Like most racing fans, Garbers is a staunch believer that race car drivers are athletes.
“It’s definitely a sport, and they are athletes. You need to have control of your car. It doesn’t use skills like football, but you need stamina,” Garbers says.
Those drivers are zooming around the track at deafening volumes as I approach the entrance. I meet a friend, a West Salem resident and race fan, inside the speedway. The raceway, at five-eighths of a mile, is illuminated against the dark night sky with blurs of cars rocketing past the bleachers. I expected spectators to be rowdy and yelling, but they are surprisingly reserved, attentively watching a lime-green late model, number 8, go neck-and-neck with maroon’s number 63.
We snag a Packer beer and climb up to the race tower, the best seats in the house, armed with brats and chili-cheese fries. Overlooking the track, we look on as number 8 falls behind and clips 63, forcing the maroon car to spin out. As an amateur, I’m nervous for the safety of the driver, but a crash is to a racing fan is what a fight is to a hockey fan: it adds to the excitement. The feature race on Friday night is a super-late model event running three 33-lap segments, resulting in a single winner. With the completion of the final lap, the spectators spilled out of the track and into the campground.
Camping is as important to Oktoberfest as the racing itself.
“About 200 people show up every day starting Monday and there are 1,200 total campers for the weekend,” Deery says.
Many fans have been camping on the grounds for years and have developed friendships with other annual race-goers.
Delbert Desjarlais of Columbus, Wis., a NASCAR fan of 25 years and a driver himself, has been going to Oktoberfest Race Weekend for two decades.
“I love watching the racing and meeting a lot of new people. I’ve met a lot of people there,” Desjarlais says.
Desjarlais and his family arrived on the Monday the grounds opened and stayed in West Salem until Sunday, seeing local sights, shopping and visiting bars in the local area. After the races, Delbert and his family and friends opt out of the La Crosse Speedway’s sponsored events, creating their own festivities.
“We celebrate at our own campsite because it’s our tradition. We all come back and party around the campfire,” Delbert says.
Though it isn’t a Desjarlais’ tradition, many fans file into the grounds’ Exhibition Center, where fans, crews and drivers dance the night away to a live band. The warehouse, adorned with beer paraphernalia and picnic tables, is populated with many characters, including an older man decked-out in a cowboy hat, tan overalls and a long, white beard who was clearly a veteran racing fan and a frequent guest of the racing post-parties. A sense of camaraderie exists among the hodgepodge of attendees as young and old, spectators and volunteers, embrace the spirit of the weekend with, of course, Wisconsin’s favorite, Miller Lite, in hand.
On Saturday morning my roommates and I wake up clutching each other for warmth to the sound of cars practicing on the track and a tent covered with a two-inch layer of crystallized frost. We warm up our hands on a grill that had “Oktoberfest” and “NASCAR” carved into the rusty metal before devouring a hearty breakfast of donuts, cheese curds and leftover potato chips.

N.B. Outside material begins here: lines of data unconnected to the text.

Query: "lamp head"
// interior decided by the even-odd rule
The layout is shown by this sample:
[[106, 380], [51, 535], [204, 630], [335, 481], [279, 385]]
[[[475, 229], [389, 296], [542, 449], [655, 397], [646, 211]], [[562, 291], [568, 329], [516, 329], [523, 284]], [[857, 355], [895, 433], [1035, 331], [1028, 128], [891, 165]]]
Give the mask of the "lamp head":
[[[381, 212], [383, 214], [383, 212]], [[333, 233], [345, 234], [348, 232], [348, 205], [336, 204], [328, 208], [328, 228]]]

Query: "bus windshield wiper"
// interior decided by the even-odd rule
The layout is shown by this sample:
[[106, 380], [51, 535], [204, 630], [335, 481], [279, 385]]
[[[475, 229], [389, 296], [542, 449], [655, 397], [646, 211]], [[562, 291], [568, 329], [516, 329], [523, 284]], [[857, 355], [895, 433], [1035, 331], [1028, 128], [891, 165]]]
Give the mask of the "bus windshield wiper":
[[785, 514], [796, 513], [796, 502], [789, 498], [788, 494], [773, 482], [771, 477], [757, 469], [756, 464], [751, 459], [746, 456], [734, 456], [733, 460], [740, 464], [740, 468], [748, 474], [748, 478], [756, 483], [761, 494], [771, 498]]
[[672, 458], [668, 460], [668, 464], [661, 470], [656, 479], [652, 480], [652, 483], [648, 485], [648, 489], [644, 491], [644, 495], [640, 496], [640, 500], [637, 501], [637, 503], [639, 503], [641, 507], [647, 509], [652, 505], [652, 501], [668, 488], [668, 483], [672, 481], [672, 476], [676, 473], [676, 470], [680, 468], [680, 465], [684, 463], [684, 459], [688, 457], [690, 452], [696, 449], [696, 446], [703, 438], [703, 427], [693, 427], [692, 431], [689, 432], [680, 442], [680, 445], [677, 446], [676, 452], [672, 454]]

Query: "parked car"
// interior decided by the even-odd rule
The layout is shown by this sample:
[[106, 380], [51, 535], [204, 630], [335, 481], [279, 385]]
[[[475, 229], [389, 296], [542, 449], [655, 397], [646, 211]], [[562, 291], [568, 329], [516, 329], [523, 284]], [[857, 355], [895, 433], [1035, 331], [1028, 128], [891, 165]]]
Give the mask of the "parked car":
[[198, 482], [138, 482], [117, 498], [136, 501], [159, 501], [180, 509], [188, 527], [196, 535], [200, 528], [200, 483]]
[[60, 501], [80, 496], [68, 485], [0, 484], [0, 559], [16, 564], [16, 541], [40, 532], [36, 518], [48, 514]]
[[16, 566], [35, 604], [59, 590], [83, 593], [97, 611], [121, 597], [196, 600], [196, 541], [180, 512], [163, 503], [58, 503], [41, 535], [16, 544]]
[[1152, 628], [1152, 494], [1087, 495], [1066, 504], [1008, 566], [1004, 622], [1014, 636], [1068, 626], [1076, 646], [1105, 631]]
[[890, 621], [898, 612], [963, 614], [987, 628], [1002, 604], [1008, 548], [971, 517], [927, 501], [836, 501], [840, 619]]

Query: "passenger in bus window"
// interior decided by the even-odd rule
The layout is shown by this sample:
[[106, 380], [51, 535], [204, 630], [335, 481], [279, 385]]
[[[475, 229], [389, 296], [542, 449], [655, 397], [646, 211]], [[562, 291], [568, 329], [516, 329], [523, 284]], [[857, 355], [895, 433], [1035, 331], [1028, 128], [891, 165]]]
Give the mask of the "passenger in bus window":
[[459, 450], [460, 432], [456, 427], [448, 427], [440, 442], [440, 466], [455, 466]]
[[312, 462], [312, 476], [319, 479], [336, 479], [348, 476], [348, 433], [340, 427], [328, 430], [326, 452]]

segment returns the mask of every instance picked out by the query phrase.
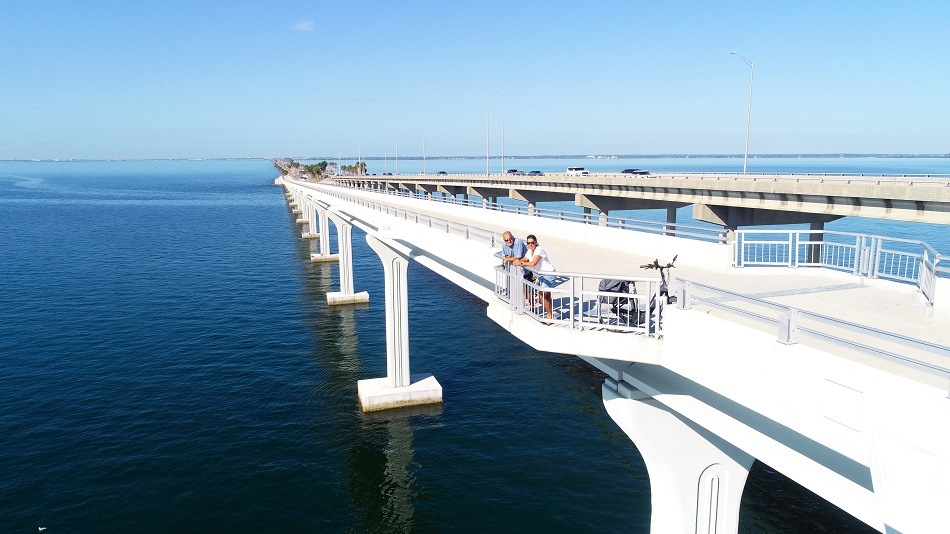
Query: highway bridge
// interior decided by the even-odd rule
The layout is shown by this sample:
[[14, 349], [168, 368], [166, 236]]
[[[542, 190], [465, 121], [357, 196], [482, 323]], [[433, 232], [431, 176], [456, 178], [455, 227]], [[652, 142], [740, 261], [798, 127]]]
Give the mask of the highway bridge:
[[[408, 262], [416, 261], [484, 301], [500, 328], [532, 347], [577, 355], [605, 373], [607, 412], [647, 465], [653, 532], [735, 532], [756, 459], [882, 532], [933, 532], [945, 524], [950, 270], [937, 251], [907, 239], [814, 228], [770, 234], [669, 221], [646, 228], [618, 225], [605, 213], [570, 219], [542, 216], [552, 214], [536, 205], [510, 210], [494, 202], [499, 196], [551, 198], [544, 195], [600, 201], [632, 188], [672, 195], [631, 198], [634, 203], [684, 203], [687, 197], [675, 195], [691, 190], [688, 199], [706, 199], [706, 206], [725, 205], [708, 199], [746, 199], [760, 204], [732, 207], [780, 212], [772, 209], [778, 204], [763, 208], [761, 202], [792, 195], [791, 178], [585, 177], [595, 185], [571, 182], [574, 177], [563, 177], [565, 183], [562, 177], [536, 183], [470, 178], [277, 180], [302, 237], [317, 240], [312, 260], [339, 267], [340, 291], [328, 295], [328, 303], [369, 299], [352, 276], [353, 227], [366, 233], [383, 263], [387, 376], [357, 385], [365, 410], [441, 401], [434, 374], [409, 369], [406, 275]], [[892, 197], [886, 207], [880, 199], [881, 206], [866, 213], [941, 222], [950, 189], [932, 181], [895, 184], [923, 193], [911, 201]], [[692, 185], [673, 193], [661, 182]], [[702, 192], [700, 182], [713, 187]], [[608, 183], [623, 191], [604, 195]], [[805, 185], [814, 193], [809, 199], [825, 198], [824, 211], [837, 209], [838, 197], [822, 182]], [[762, 190], [725, 193], [739, 187]], [[860, 184], [865, 193], [858, 197], [855, 187], [846, 196], [861, 198], [850, 204], [861, 210], [874, 188]], [[794, 202], [816, 211], [803, 213], [824, 213], [817, 200], [805, 198]], [[907, 202], [916, 207], [905, 208]], [[332, 228], [335, 252], [328, 245]], [[546, 273], [558, 277], [556, 287], [542, 288], [499, 265], [495, 254], [505, 229], [539, 237], [557, 265], [556, 273]], [[638, 268], [674, 255], [675, 302], [660, 294], [655, 276]], [[623, 296], [626, 310], [612, 305], [616, 293], [599, 289], [603, 279], [635, 288]], [[544, 292], [553, 303], [551, 319], [539, 306]], [[605, 483], [622, 488], [622, 481]]]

As we snake through the camper village, families huddle together around fires, sitting in fold-up chairs sporting the number of their favorite driver. Diehard fans head to the stands to watch the practices, while others join in events before the nighttime feature races begin, such as the memorabilia show or the annual Pet Costume Parade. Most people, however, spent the day catching up with friends and family at their campsites over the smell of roasting brats.
“We call it racing family reunion,” Deery says. “You see old friends, make new friends. With all the pressures of life, it gives people a nice chance to escape for a little bit and make some good memories.”